Employee Personal Trading. Alliance has adopted a Code of Business Conduct and Ethics that is designed to detect and prevent conflicts of interest when investment professionals and other personnel of Alliance own, buy or sell securities which may be owned by, or bought or sold for, clients. Personal securities transactions by an employee may raise a potential conflict of interest when an employee owns or trades in a security that is owned or considered for purchase or sale by a client, or recommended for purchase or sale by an employee to a client. Subject to the reporting requirements and other limitations of its Code of Business Conduct and Ethics, Alliance permits its employees to engage in personal securities transactions, and also allows them to acquire investments in the AllianceBernstein Mutual Funds through direct purchase and/or notionally in connection with deferred incentive compensation awards. Alliances Code of Ethics and Business Conduct requires disclosure of all personal accounts and maintenance of brokerage accounts with designated broker-dealers (except transactions in open-end mutual funds) approved by Alliance. The Code also requires preclearance of all securities transactions (except transactions in mutual funds) and imposes a one-year holding period for securities purchased by employees to discourage short-term trading.
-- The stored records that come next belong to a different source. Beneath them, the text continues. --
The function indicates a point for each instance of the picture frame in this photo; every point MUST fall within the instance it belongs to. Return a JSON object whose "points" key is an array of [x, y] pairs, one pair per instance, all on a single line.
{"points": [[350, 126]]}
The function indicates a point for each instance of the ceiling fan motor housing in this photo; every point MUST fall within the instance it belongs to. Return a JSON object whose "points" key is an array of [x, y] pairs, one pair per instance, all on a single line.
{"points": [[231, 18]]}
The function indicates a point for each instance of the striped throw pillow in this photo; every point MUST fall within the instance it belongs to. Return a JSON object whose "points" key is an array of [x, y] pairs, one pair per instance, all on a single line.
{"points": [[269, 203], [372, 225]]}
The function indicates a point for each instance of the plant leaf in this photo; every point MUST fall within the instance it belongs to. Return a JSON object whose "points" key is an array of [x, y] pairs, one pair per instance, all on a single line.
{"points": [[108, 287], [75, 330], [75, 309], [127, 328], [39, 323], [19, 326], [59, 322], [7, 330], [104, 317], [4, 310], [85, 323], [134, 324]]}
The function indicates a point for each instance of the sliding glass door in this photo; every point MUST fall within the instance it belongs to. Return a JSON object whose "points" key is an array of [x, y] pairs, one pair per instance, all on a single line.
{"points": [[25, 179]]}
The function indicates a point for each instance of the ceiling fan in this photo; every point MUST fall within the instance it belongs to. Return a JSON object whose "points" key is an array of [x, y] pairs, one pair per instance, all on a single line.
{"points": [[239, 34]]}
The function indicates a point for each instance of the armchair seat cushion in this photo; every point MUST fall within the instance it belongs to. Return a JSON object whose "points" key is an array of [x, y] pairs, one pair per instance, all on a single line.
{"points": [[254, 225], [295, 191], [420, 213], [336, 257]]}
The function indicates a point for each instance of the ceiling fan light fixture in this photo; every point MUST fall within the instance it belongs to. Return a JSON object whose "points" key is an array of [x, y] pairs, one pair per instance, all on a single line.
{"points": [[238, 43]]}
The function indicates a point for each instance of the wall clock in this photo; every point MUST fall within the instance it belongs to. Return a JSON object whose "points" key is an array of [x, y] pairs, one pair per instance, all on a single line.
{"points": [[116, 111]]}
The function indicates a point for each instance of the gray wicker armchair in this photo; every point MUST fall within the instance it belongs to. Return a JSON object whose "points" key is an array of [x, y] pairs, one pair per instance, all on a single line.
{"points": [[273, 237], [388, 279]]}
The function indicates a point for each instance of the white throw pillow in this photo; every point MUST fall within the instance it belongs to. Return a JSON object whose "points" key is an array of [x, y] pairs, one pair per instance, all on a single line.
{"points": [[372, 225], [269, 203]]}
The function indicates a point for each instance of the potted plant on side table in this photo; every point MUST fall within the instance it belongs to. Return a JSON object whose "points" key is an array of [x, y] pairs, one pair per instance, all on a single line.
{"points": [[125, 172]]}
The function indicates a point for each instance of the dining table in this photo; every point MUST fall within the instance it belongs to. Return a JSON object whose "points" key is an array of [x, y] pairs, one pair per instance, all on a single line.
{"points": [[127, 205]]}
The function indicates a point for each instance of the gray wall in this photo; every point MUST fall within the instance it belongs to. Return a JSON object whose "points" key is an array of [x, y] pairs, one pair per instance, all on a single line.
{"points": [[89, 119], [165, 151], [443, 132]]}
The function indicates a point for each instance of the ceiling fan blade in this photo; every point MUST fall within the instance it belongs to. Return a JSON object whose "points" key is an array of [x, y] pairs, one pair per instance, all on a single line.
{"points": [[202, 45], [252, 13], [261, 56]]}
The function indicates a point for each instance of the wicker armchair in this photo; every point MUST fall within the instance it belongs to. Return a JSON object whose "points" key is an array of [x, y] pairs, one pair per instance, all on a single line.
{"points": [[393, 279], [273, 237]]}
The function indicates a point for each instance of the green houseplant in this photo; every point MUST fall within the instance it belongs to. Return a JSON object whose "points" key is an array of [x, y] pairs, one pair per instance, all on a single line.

Managing Multiple Accounts for Multiple Clients. Alliance has compliance policies and oversight monitoring in place to address conflicts of interest relating to the management of multiple accounts for multiple clients. Conflicts of interest may arise when an investment professional has responsibilities for the investments of more than one account because the investment professional may be unable to devote equal time and attention to each account. The investment professional or investment professional teams for each client may have responsibilities for managing all or a portion of the investments of multiple accounts with a common investment strategy, including other registered investment companies, unregistered investment vehicles, such as hedge funds, pension plans, separate accounts, collective trusts and charitable foundations. Among other things, Alliances policies and procedures provide for the prompt dissemination to investment professionals of initial or changed investment recommendations by analysts so that investment professionals are better able to develop investment strategies for all accounts they manage. In addition, investment decisions by investment professionals are reviewed for the purpose of maintaining uniformity among similar accounts and ensuring that accounts are treated equitably. No investment professional that manages client accounts carrying performance fees is compensated
directly or specifically for the performance of those accounts. Investment professional compensation reflects a broad contribution in multiple dimensions to long-term investment success for our clients and is not tied specifically to the performance of any particular clients account, nor is it directly tied to the level or change in level of assets under management.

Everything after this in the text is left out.